# Bye bye umbrella



## Tarponator (Mar 17, 2009)

My wife and son enjoy going out on the boat but as you all know it gets crazy hot out. I have been using an umbrella for the past few years and it just wasn't cutting it anymore so I began to look at some other options. I really didn't want a bimini on a flats boat and after hours and hours of scouring the web I realized what I wanted did not exist.  So I contacted a marine fabricator I have worked with in the past and told him what I was looking for and this is what we came up with. It's a removable t-top that inserts into 4 rod holders, two on each gunnel. I can still keep my skiff in the garage and when I want it to be non family polling skiff the gunnel is flush. I really love the design we came up with and wanted to share it with you guys!!


----------



## larryg (Dec 11, 2013)

very cool, especially for the ability to remove.


----------



## kfa4303 (Jun 25, 2012)

Awesomeness!!!! Very clean work. Me thinks there will be some imitators in no time


----------



## cutrunner (Jun 8, 2010)

Wow that actually looks really good


----------



## jmrodandgun (Sep 20, 2013)

I think you're going to need a longer push pole...


----------



## permitchaser (Aug 26, 2013)

looks great...were do you mount that TM


----------



## Tarponator (Mar 17, 2009)

Thanks!! I have a deck plate on the bow and a Blue Point tm mount that I use. I like to have the deck open when I poll/fly fish or cruise.


----------



## WhiteDog70810 (May 6, 2008)

That turned out really nice. A lot of family guys would be wise to follow your example.

Nate


----------



## permitchaser (Aug 26, 2013)

Good idea I fly fish too so my TM has a quick release so I can clear the deck. Your boat is a great looking and functional.


----------



## swampfox (May 9, 2007)

SICK!

How did you end up with the height? And can you give us a close up of the rod holder/gunnel/tubes? Is that a locking ratchet joint?


----------



## joeeth (Nov 18, 2013)

I love the looks of this. 

I also love that it is removable. I would not want this permanent and the fact that it goes into rod holders make it even better. 

How much does it weigh? does it affect your performance numbers? I know you aren't worried about performance with the family on the boat but I was just wondering. 
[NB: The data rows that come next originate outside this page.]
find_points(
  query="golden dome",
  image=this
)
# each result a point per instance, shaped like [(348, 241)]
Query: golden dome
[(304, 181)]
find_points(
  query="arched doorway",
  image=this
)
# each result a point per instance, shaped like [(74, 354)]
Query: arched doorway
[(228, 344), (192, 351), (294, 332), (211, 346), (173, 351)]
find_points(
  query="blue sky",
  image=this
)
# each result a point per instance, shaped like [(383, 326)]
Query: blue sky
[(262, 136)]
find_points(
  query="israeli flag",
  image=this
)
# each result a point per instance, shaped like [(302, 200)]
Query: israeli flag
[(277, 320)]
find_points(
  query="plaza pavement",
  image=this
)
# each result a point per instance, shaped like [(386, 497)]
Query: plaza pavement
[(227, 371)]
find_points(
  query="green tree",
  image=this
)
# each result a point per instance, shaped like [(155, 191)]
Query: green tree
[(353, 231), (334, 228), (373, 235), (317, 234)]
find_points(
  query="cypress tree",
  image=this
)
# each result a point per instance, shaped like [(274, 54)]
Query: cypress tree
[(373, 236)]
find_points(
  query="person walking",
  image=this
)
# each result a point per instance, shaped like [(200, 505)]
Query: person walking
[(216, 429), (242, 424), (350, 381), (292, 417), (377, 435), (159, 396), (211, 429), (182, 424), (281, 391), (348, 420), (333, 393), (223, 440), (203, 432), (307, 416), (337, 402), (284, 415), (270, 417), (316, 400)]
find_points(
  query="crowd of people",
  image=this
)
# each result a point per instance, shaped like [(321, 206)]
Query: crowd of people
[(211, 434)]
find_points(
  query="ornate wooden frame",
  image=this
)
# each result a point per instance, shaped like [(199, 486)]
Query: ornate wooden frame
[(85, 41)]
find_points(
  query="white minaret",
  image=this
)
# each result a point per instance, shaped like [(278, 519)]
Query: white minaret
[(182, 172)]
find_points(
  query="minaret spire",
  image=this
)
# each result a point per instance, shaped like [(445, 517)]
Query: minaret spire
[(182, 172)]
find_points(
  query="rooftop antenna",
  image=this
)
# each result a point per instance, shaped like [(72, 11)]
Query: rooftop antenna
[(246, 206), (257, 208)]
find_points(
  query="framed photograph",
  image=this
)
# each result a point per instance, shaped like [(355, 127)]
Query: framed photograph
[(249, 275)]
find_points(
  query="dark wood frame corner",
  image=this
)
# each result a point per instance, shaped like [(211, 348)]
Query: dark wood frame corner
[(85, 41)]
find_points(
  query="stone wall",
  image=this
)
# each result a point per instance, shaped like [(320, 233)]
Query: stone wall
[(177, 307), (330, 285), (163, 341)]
Very cool and very original. It is posts like this that keep me coming to the forums every day. 

Thanks for sharing.


----------



## makin moves (Mar 20, 2010)

Looks sweet but I would be concerned with the actual shade that the top will provide. It doesn't look very big and seems you might be chasing the little area of shade around the boat as the sun moves just to stay covered. Maybe be Iam  wrong but it happens with biminis that have a much larger coverage area than that top does.


----------



## Net 30 (Mar 24, 2012)

Looks cool. 

Did you consider making the top larger to provide more shade?


----------



## firecat1981 (Nov 27, 2007)

That looks great!

Just a thought, if you need more shape, maybe you can have a screen made that will hook from the back of the t-top to the poling platform.


----------



## Tarponator (Mar 17, 2009)

Thanks for all the views and feedback!! To answer a few questions the bottom arms are a swinging ratchet, it actually makes it pretty easy to put in with them swinging. I am 5'9 and just wanted to be able to stand up comfortably so we decided on 6ish, but I honestly haven't measured the height. I hear ya on the size of the shade, my original plan was for a larger top but my fabricator wasn't sure if it  would be to top heavy for the mounts, it isn't bad and is much like most other t-top boats with chasing the shade, but even if the shade is not on you it still blocks the beat down of the direct sun pretty well. I wasn't sure about performance until today. I can move it with ease and two people mounting is very easy. I had 3 adult men, 6 tanks, 3 sets of dive gear, cooler with ice,food, and drinks, 12 gal of fuel, and other items and got 33 mph in a light offshore chop. Thanks again and here are a few pics of the ratchet arms.


----------



## ghstdanc (Jul 15, 2008)

That looks great. The only downside I see is that it wipes out your under gunnel rod storage.


----------



## trmcelveen (Jun 29, 2014)

Cool setup!


----------



## Shicks007 (Apr 30, 2014)

Quality looking set up!


----------



## brightonernest (Sep 12, 2014)

Beautiful skiff!!!


----------



## MSG (Jan 11, 2010)

Looks like a quality job - I'm sure you'll enjoy a little sun relief on days you use it. 
As an option, I will have a removable bimini on my new boat - all with flush accon hardware. I have a new build thread for a Beavertail BTV started in this sectiion - I'll post pictures as it progresses. I know they are not popular, but a little shade when non fishing or making a 45 minute run back in the summer is really nice. Especially as you get older (I'm 52) and need to start getting things cut of of you, you realize that substance and comfort over style is sometimes worth it. 
I really don't anticipate the bimini having any affect at all on my fishing , as I mostly fly fish and it lays down behind the seating cushion when not in use.


----------



## noeettica (Sep 23, 2007)

Love it !

Is there some kind of Tie Down ?

An up draft would not be fun ...


----------